Colorless TV, at least for Asian Americans

May 4, 2005

The study looked at gender, the occupations characters and their relationships and whether an actor was a multiracial Asian or wholly Asian. Researchers examined seven weeks of network prime-time television and found that only 2.7 percent of the characters were Asian American (compared to 5 percent of the U.S. population).

CBS was found to have no Asian American characters on its prime-time shows. When there were Asian Americans, they were usually suborninate roles and rarely the main character.

There have been some efforts by various groups to push the networks to be more inclusive, but they've had little effect. What more can you do? Anybody have any solutions? Help?!?!

Contributor: 

Harry Mok

Editor in chief

Editor in Chief Harry Mok wrote about growing up on a Chinese vegetable farm for the second issue of Hyphen and has been a volunteer editor since 2004. As a board member of the San Francisco and New York chapters of the Asian American Journalists Association, Harry has recruited and organized events for student members.
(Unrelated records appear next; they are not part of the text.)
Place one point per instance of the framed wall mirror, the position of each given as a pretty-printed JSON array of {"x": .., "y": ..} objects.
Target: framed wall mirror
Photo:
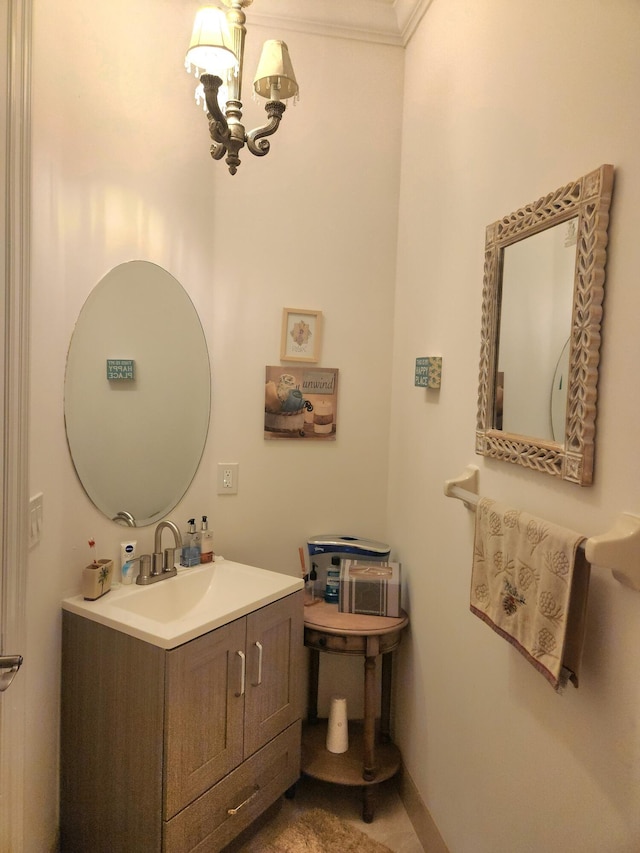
[{"x": 543, "y": 288}]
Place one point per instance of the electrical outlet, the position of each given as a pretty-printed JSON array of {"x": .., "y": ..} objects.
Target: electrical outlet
[{"x": 228, "y": 478}]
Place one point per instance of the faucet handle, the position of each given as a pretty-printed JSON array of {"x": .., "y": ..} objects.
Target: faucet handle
[{"x": 145, "y": 567}]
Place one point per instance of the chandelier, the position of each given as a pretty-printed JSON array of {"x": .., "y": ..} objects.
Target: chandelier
[{"x": 216, "y": 56}]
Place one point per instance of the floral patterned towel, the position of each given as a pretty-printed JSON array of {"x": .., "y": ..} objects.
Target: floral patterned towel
[{"x": 529, "y": 583}]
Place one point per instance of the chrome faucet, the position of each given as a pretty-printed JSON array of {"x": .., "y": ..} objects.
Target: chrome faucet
[{"x": 160, "y": 566}]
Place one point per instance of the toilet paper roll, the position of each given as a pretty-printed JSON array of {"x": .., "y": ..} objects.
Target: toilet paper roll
[{"x": 338, "y": 729}]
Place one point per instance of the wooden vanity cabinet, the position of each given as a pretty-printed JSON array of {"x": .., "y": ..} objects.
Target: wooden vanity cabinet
[{"x": 179, "y": 750}]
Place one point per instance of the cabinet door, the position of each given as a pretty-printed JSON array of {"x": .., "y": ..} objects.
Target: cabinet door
[
  {"x": 204, "y": 713},
  {"x": 274, "y": 670}
]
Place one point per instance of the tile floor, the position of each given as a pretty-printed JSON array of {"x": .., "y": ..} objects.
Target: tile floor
[{"x": 390, "y": 826}]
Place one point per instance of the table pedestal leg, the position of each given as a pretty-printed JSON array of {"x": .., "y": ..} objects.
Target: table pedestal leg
[
  {"x": 367, "y": 804},
  {"x": 385, "y": 715},
  {"x": 314, "y": 673},
  {"x": 369, "y": 769}
]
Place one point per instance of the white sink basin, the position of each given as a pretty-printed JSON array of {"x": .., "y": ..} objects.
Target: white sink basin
[{"x": 173, "y": 611}]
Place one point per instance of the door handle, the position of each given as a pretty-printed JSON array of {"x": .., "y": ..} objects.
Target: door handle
[
  {"x": 9, "y": 665},
  {"x": 243, "y": 661},
  {"x": 258, "y": 645}
]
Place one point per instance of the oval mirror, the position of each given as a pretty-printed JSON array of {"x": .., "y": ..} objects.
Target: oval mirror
[{"x": 137, "y": 393}]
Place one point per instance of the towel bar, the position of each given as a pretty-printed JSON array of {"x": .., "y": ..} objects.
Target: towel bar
[{"x": 617, "y": 550}]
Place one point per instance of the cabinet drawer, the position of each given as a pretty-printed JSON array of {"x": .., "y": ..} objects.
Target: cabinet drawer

He holds a master’s degree in journalism from the University of California, Berkeley, where he was also a graduate student instructor in the Asian American Studies Department.

Comments

Comments

My 30 second brainstorm:1). Start putting your kids into theater classes.2). Support local Asian American Theater.3) Form a powerful, angry lobby group that organizes boycotts of sponsors and stages large demonstrations or at least headline-grabbing stunts (pies in studio heads faces, etc) to demand more Asian roles.4). Support independent AA films.5). Make an independent AA film.But how feasible is any of this? will it work? I don't know.
Although supporting Asian American films & theater is great, we need more Asian Americans in mainstream media as well! I mean, we're just as cool or dorky as any one else, and that needs to be portrayed (in a non-stereotypical way) to the rest of the world. It would be great to have a cool character on a sitcom who just happens to be Asian American (and not a nerd, martial arts expert, gang member, sex kitten, or dragon lady).
Thanks for the article. For-profit television is the most influential media in the U.S. today, no doubt, and the effects of TV representation (or lack thereof) are no joke.I think the solution is to have more Asian Americans in the television industry--from writers to producers to advertisers to corporate bigwigs who control the cash. That's where the decisions ultimately get made about who and what gets on the small screen.